In 1993, Gabai entered politics and was nominated for Jerusalem's city council. He served as Chairman of the Education Committee and a member of the municipality's executive in charge of tourism and industry. In 1996 he was appointed mayor of Lakiya local council for a year the Minister of Internal Affairs. In 1997 he returned to his posts in Jerusalem, and was appointed Deputy Mayor, holding the portfolios for civil engineering and public transport.

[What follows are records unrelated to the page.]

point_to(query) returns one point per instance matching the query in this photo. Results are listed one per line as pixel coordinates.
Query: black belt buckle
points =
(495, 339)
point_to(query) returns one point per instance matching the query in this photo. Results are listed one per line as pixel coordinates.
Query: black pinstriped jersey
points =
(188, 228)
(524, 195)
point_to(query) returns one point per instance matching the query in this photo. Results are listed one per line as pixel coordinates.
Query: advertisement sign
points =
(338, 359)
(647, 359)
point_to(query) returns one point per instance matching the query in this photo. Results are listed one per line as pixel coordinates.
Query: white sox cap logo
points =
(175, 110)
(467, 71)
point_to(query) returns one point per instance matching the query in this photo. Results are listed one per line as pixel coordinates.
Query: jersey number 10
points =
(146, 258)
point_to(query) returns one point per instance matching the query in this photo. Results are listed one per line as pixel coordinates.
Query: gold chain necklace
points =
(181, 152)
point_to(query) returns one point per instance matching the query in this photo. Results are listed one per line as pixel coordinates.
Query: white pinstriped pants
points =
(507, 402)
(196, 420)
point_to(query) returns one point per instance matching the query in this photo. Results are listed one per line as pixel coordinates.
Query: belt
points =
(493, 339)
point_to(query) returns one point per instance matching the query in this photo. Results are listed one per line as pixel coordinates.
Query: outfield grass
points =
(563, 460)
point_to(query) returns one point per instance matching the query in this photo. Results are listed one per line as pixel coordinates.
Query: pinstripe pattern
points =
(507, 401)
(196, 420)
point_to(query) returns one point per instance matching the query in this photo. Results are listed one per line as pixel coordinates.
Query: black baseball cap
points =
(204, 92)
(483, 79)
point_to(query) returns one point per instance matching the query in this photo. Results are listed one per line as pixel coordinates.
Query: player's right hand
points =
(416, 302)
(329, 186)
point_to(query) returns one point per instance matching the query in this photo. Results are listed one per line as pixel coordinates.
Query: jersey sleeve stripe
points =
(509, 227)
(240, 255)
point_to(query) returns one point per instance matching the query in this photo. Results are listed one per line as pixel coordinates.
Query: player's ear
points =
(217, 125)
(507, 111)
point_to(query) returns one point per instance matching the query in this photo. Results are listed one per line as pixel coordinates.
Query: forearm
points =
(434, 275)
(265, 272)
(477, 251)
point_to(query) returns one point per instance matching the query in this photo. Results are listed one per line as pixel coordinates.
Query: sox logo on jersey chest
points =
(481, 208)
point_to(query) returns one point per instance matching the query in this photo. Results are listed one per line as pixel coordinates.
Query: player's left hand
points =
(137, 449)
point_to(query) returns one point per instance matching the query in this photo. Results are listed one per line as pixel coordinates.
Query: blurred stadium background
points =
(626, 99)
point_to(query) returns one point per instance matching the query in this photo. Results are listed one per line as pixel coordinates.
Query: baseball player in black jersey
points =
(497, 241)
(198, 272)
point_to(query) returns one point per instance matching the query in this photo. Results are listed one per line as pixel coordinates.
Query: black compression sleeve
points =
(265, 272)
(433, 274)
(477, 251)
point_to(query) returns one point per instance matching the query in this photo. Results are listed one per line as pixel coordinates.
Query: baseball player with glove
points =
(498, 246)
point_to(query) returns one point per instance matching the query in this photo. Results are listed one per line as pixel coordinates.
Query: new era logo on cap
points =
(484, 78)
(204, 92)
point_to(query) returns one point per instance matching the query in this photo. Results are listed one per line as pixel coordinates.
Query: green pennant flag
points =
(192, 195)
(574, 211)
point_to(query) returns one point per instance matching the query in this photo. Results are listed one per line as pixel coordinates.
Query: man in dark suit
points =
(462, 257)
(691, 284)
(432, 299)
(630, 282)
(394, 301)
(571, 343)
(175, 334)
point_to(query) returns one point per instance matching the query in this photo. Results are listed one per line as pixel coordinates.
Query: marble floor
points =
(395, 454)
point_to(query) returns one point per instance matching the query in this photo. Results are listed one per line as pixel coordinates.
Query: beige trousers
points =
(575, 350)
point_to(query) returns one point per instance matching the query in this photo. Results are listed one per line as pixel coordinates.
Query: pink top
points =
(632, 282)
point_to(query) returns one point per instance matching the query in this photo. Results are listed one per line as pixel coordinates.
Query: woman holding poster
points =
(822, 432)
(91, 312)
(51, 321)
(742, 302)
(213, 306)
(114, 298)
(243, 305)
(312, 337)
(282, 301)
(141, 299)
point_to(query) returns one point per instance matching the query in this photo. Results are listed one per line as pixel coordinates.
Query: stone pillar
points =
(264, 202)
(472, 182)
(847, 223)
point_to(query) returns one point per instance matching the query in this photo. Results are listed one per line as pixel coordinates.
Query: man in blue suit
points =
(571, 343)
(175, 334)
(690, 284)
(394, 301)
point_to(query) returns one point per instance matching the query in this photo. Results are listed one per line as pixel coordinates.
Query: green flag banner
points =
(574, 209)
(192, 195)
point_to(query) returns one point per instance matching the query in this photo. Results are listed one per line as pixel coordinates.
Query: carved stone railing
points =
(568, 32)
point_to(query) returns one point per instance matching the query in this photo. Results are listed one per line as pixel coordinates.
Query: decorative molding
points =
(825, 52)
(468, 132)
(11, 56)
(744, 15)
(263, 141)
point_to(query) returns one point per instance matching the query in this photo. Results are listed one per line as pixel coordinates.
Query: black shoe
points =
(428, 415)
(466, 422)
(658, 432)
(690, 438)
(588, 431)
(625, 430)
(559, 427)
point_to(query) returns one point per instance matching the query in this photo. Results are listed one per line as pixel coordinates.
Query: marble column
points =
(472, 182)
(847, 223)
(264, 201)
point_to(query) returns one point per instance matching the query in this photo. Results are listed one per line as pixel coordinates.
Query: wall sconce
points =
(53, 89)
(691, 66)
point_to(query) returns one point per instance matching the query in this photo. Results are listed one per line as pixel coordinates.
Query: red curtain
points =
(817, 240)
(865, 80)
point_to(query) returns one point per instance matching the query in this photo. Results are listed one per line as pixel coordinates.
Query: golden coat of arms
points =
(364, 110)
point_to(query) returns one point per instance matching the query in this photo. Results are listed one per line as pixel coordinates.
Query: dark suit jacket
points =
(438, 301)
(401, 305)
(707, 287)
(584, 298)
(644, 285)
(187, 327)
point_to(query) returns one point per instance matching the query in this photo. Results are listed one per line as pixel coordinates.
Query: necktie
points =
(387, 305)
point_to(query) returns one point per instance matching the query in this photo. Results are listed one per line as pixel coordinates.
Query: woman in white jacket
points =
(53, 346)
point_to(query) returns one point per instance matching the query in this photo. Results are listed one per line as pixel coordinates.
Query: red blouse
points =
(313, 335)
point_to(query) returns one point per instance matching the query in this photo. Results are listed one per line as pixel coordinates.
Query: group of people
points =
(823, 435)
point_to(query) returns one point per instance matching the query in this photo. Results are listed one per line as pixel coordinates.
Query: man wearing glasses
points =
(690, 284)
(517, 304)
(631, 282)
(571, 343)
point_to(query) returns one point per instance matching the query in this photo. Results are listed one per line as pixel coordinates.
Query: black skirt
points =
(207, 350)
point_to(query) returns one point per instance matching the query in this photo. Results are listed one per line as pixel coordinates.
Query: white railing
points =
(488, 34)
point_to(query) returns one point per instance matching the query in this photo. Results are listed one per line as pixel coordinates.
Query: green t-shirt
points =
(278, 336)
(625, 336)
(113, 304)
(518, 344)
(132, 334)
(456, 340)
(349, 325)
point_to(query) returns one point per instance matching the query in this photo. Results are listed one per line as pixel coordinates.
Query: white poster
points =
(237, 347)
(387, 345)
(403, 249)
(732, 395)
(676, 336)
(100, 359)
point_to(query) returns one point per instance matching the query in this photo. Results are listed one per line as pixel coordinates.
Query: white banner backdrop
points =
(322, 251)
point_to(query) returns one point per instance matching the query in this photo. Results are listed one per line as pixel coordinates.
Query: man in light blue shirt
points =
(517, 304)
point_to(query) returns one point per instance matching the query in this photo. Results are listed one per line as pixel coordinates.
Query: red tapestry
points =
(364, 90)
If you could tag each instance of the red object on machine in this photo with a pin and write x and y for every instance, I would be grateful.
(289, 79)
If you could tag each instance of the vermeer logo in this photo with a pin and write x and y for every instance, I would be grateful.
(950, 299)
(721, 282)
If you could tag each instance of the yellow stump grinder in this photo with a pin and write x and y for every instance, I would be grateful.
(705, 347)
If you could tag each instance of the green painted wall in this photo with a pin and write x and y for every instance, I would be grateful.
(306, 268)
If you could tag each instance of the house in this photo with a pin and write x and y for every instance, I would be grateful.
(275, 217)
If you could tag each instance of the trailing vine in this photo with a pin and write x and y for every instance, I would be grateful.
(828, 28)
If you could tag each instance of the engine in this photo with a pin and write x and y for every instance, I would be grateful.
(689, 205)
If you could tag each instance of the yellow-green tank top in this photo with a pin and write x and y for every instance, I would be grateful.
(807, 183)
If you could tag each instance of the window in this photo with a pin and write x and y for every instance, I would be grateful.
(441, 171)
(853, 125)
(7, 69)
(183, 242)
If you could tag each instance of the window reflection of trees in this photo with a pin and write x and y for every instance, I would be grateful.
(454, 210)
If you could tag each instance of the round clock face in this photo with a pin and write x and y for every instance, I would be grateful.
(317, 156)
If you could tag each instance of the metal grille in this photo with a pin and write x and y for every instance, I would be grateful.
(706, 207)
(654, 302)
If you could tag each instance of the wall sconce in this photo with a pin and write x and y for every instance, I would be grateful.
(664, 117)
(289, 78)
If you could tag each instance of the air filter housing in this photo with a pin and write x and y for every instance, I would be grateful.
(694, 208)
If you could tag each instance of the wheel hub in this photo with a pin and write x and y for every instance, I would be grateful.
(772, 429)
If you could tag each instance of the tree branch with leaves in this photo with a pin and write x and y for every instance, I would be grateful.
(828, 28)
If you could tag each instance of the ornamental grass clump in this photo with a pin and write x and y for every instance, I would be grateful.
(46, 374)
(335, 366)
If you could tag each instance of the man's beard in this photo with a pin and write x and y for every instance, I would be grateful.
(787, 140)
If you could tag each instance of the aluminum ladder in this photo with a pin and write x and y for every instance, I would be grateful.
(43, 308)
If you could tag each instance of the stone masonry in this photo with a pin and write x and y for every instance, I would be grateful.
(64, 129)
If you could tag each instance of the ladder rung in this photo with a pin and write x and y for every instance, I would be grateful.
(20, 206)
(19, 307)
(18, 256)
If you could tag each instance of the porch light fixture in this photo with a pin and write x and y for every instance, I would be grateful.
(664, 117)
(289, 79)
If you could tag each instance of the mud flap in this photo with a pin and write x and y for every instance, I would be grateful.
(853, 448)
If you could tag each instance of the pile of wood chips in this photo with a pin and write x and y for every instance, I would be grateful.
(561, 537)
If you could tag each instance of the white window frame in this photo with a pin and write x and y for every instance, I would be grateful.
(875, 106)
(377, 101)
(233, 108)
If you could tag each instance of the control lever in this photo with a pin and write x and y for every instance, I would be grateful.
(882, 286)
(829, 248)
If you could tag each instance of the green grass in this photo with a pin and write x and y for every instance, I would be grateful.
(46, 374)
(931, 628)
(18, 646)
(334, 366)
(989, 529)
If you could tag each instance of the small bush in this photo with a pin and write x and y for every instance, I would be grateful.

He was on the National Religious Party list for the 1996 elections, but failed to win a seat. However, he entered the Knesset on 20 January 1998 as a replacement for the deceased Zevulun Hammer. He lost his seat in the 1999 elections, but returned to the Knesset after the 2006 elections. He lost his seat again in the 2009 elections.

In 1982 he founded Hibba: The Israeli Heritage Movement which is currently chaired by Yonah Betzaleli. Since its founding, Hibba has been a leader in strengthening Jewish identity through educational, social and cultural programming. Hibba has been a Birthright provider since 2002 and has brought thousands of young Jews to Israel. The Hibba Center, located in the heart of Jerusalem, will be the hub of Hibba's extended programming, which will touch Jews of all ages around the world.

Gabai is married and a father of three. His son, Yair, served as a member of Jerusalem city council between 2003 and 2013.